Hanley Ramirez has had a profound effect on the Dodgers' fortunes this season.
(Christian Petersen / Getty Images)

As good as rookie Yasiel Puig has been on the field for the Dodgers in his first six weeks in the major leagues, he may be having an even bigger influence on the team in the clubhouse.

“When you see somebody play with unquestionably way more talent than you have or close to anybody else in baseball has, you kind of remember why you’re playing this game,” catcher A.J. Ellis said. “And you kind of become a fan. And you realize why you love baseball again when you see him out there playing. The joy that he plays with is unmatched by anybody.

“He plays with so much heart and passion. He’s definitely provided that energy and that example.”

Before the effervescent 22-year-old was called up from the minor leagues, the Dodgers locker room was often a dour place. Manager Don Mattingly was under fire as were struggling -- and often injured -- team leaders such as Matt Kemp and Andre Ethier.


And the highest salaried team in baseball history was last the National League West.

Since Puig’s arrival, however, the Dodgers have rocketed through the division and went into the four-day All-Star break in second place, 2½ games behind the Arizona Diamondbacks.

But first baseman Adrian Gonzalez says shortstop Hanley Ramirez also deserves some credit for that. Ramirez has hit .427 with 22 runs scored since returning to the lineup full time a month ago. The Dodgers were 6-7 in their first 13 games with Puig in the lineup but since then they’ve gone 18-9 when Puig and Ramirez start together.

“When we got Hanley back, then we took off,” Gonzalez said. “Having a full lineup, if I don’t come through it doesn’t matter because the next guy will. So it makes our lienup so much better, that’s what takes the pressure away. It’s not [Puig] that takes the pressure away. It’s having a deep lineup.”

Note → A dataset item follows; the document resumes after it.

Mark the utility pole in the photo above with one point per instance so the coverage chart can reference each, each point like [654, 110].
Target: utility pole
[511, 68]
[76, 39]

But while Puig continues to have a positive influence in the clubhouse, his impact on the field may be waning as opponents begin to adjust to him. Puig hit .436/.467/.713 with 19 runs scored and 16 runs batted in 26 games in June. But in the final week before the All-Star break, Puig hit .250/.250/.250 with no walks, no extra-base hits and no runs batted in.

And the dropoff has been especially profound his second time through the division. In his first series with division foes San Francisco, San Diego, Colorado and Arizona, Puig hit .455 combined with four homers and 10 RBIs in 44 at-bats. Second time through, he batted .268 with two homers and two RBIs in 56 at-bats.